One day after the baseline sleep recording, rats in the FC group were trained, using an auditory CS (tone) paired with an aversive US (electric footshock). On the training day, an “unsafe” person, who had not handled the animal previously, performed the training. This individual placed the animal in a precleaned (Windex Original) shock chamber (Coulbourn Precision Regulated Animal Shocker Model E13–14) equipped with a grid floor for administering the electric shock. The animal was allowed to explore the cage freely for approximately 60 sec and was then presented with 5 tones (Coulbourn Tone/Noise Generator) (800 Hz, 90 dB, 5 sec), each co-terminating with a footshock (1 mA, 1 sec) (Coulbourn Habitest Model E10–8RF). The computer-automated, 5 tone-shock pairings (using Graphic State software) were administered at 30-sec intervals. The UP control animals also received 5 tones and 5 footshocks, but in an explicitly unpaired manner. For this group, a shock could occur anytime during the session, except during or within 5 sec of a tone. The length of the conditioning session was equivalent for both the groups. At the end of the session, all subjects were returned to their home cage in the animal colony.

The effects of CS exposure on sleep-wakefulness and freezing were studied on Days 1 and 14 following training. The same person who had conducted the baseline sleep recording (“safe person”) brought the rat, in its home cage, back to the neutral chamber for habituation on Day 13 and for sleep-wakefulness recording on Days 1 and 14. Animals were allowed 10–15 min to familiarize themselves to the neutral chamber on Days 1 and 14. Thereafter, they were reexposed to 5 computer-automated tone (CS) presentations alone, at a 30-sec intertone interval over a 145-sec period. Subjects were hooked up for sleep-wakefulness recording 5 minutes after the termination of the first CS to obtain exclusive and consistent freezing responses without interference from the sleep recording procedure, notably restriction of movement by the recording cable. During that 5-min period, the animal was videotaped for offline scoring of freezing behavior. Sleep-wakefulness was then recorded for 4 hours, after which the animals were returned to the colony. All subjects were studied at the same time on all days (sleep-wakefulness recording: 11:00–15:00; fear conditioning: 10:45–11:00).

Sleep Parameters

Computerized polysomnographic records were visually displayed, divided into 10-sec epochs and manually scored using commercial software (Somnologica) employing standard criteria for rats: Wakefulness—low voltage, high frequency EEG waves (alpha: 9–12 Hz; beta: 12–20 Hz; gamma: 20–40 Hz) associated with increased motor activity; NREMS—high voltage, low frequency EEG waves (0.5–4 Hz) and decreased motor activity; REMS—low voltage, high frequency EEG waves with a prominent theta peak (4–9 Hz) and nuchal muscle atonia.
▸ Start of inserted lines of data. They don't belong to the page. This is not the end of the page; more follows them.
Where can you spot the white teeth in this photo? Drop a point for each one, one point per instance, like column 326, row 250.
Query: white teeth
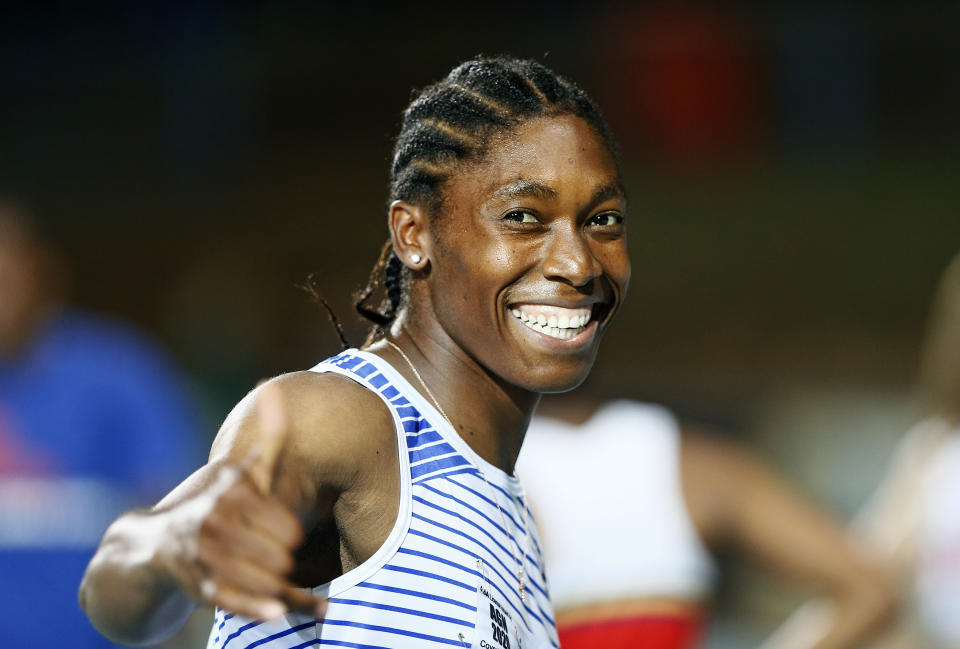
column 562, row 327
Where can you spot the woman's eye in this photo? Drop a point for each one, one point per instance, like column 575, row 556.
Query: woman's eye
column 521, row 216
column 607, row 220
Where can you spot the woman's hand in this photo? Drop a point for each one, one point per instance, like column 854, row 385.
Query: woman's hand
column 231, row 545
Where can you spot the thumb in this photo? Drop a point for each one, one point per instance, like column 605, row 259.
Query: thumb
column 274, row 423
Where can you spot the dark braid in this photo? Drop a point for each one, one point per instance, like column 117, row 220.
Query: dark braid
column 451, row 123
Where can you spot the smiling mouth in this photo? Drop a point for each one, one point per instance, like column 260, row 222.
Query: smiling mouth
column 557, row 322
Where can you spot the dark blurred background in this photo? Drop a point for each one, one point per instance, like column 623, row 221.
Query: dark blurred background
column 792, row 170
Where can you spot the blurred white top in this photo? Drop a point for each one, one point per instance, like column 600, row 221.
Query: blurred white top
column 938, row 547
column 608, row 501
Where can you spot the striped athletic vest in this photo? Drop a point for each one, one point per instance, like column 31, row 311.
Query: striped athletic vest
column 422, row 588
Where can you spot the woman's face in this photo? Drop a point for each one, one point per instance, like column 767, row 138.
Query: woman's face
column 530, row 257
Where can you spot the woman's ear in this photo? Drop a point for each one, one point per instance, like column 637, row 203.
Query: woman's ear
column 409, row 230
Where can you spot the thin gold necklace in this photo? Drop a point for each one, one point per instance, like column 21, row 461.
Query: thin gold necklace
column 521, row 573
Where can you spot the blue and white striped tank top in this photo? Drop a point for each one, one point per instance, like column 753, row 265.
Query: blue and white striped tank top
column 420, row 589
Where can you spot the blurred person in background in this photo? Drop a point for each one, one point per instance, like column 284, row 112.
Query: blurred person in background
column 913, row 519
column 662, row 498
column 93, row 421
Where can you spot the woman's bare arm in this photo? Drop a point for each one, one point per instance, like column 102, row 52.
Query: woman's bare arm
column 226, row 536
column 736, row 499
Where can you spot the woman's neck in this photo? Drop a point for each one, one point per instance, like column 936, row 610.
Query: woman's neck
column 490, row 415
The total times in REMS and NREMS were calculated and REMS and NREMS amounts were also expressed as a percent of total sleep time (TST). Latencies to REMS and NREMS were calculated by measuring the time elapsed between the start of the recording and the first episode of each state. We also calculated the number and average duration of individual episodes of REMS, NREMS, and wakefulness. Finally, we evaluated the microarchitecture of REMS, by analyzing the amounts of sin-REMS and seq-REMS, as well as the number of sin-REMS and seq-REMS episodes. Additionally, the amount of seq-REMS clusters was calculated as the total amount of time within series of seq-REMS episodes, including intervening NREMS and/or periods of wakefulness.

Offline, we analyzed the freezing behavior of the rats for a period of 300 sec just after presentation of the first CS tone on the post-conditioning days. For comparison, freezing behavior was also recorded for 300 seconds before hook-up of the animal on the baseline recording day. The total time spent freezing at baseline and on postconditioning days was transformed into a percentage of the total observation period.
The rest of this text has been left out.